Problem
Is there some nice/efficient/best way how to get a dict of polars expressions being applied (and evaluated) on a dataframe (given a column value for match and same+other column values as a part of the expression evaluation)?
Setup
import polars as pl
pl.Config.set_fmt_str_lengths(100)
# base data
df = pl.DataFrame(
{
"a":[1,2,3],
"b":[2,3,4]
}
)
# dict I want to use to map expression based on column `a`, and customize the message based on other columns from `df`
dct = {
1: pl.format("My message about A '{}' and B '{}'", pl.col("a"), pl.col("b")),
2: pl.format("Another message having a={}'", pl.col("a"))
}
What I want to get to
exp_df = pl.DataFrame(
{
"a":[1,2,3],
"b":[2,3,4],
"message":["My message about a=1 and b=2", "Another message having a=2", "Default message having a=3, b=4"]
}
)
print(exp_df)
shape: (3, 3)
┌─────┬─────┬─────────────────────────────────┐
│ a ┆ b ┆ message │
│ --- ┆ --- ┆ --- │
│ i64 ┆ i64 ┆ str │
╞═════╪═════╪═════════════════════════════════╡
│ 1 ┆ 2 ┆ My message about a=1 and b=2 │
│ 2 ┆ 3 ┆ Another message having a=2 │
│ 3 ┆ 4 ┆ Default message having a=3, b=4 │
└─────┴─────┴─────────────────────────────────┘
What I tried
df_achieved = df.with_columns(
[
pl.col("a").map_elements(
lambda value: dct.get(
value,
pl.format("Default message having a={}, b={}", pl.col("a"), pl.col("b"))
)
).alias("message")
]
)
print(df_achieved)
shape: (3, 3)
┌─────┬─────┬───────────────────────────────────────────────────────────────┐
│ a ┆ b ┆ message │
│ --- ┆ --- ┆ --- │
│ i64 ┆ i64 ┆ object │
╞═════╪═════╪═══════════════════════════════════════════════════════════════╡
│ 1 ┆ 2 ┆ String(My message about A ').str.concat_horizontal([col("a"), │
│ ┆ ┆ String(' and B '), col("b"), String(')… │
│ 2 ┆ 3 ┆ String(Another message having │
│ ┆ ┆ a=).str.concat_horizontal([col("a"), String(')]) │
│ 3 ┆ 4 ┆ String(Default message having │
│ ┆ ┆ a=).str.concat_horizontal([col("a"), String(, b=), col("b")]) │
└─────┴─────┴───────────────────────────────────────────────────────────────┘
As long as you don't have too many different messages, I suggest converting your dictionary to a when/then/otherwise
expression programmatically. (Using map_elements
can be painfully single-threaded and slow.)

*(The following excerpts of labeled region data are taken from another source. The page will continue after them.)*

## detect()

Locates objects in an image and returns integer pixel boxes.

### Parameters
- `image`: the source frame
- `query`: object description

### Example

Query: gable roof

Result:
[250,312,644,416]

For example, let's expand your example slightly:
# base data
df = pl.DataFrame({"a": [1, 2, 3, 4], "b": [2, 3, 4, 5]})
# dict I want to use to map expression based on column `a`, and customize the message based on other columns from `df`
dct = {
1: pl.format("My message about A '{}' and B '{}'", pl.col("a"), pl.col("b")),
2: pl.format("Another message having a='{}'", pl.col("a")),
3: pl.format("Still Another message having a='{}'", pl.col("a")),
}
We can convert the dictionary to a when/then/otherwise
expression as follows:
(val_a, msg_expr), *remaining_msgs = dct.items()
when_expr = pl.when(pl.col('a') == val_a).then(msg_expr)
while remaining_msgs:
(val_a, msg_expr), *remaining_msgs = remaining_msgs
when_expr = when_expr.when(pl.col('a') == val_a).then(msg_expr)
when_expr = when_expr.otherwise(
pl.format("Default message having a='{}', b='{}'", pl.col('a'), pl.col("b"))
)
The above code does not significantly slow our performance because the Python bytecode is merely generating the expression; it is not being applied to any data.
Then to run our when/then/otherwise
expression, we simply use a with_columns
context.
(
df
.with_columns(when_expr.alias('message'))
)
shape: (4, 3)
┌─────┬─────┬─────────────────────────────────────┐
│ a ┆ b ┆ message │
│ --- ┆ --- ┆ --- │
│ i64 ┆ i64 ┆ str │
╞═════╪═════╪═════════════════════════════════════╡
│ 1 ┆ 2 ┆ My message about A '1' and B '2' │
│ 2 ┆ 3 ┆ Another message having a='2' │
│ 3 ┆ 4 ┆ Still Another message having a='3' │
│ 4 ┆ 5 ┆ Default message having a='4', b='5' │
└─────┴─────┴─────────────────────────────────────┘
This approach should work as long as you don't have a large number of different messages. In that case, we may need to use partition_by
to partition our DataFrame (by a
), attach each message separately to each partition, and then concatenate the result at the end.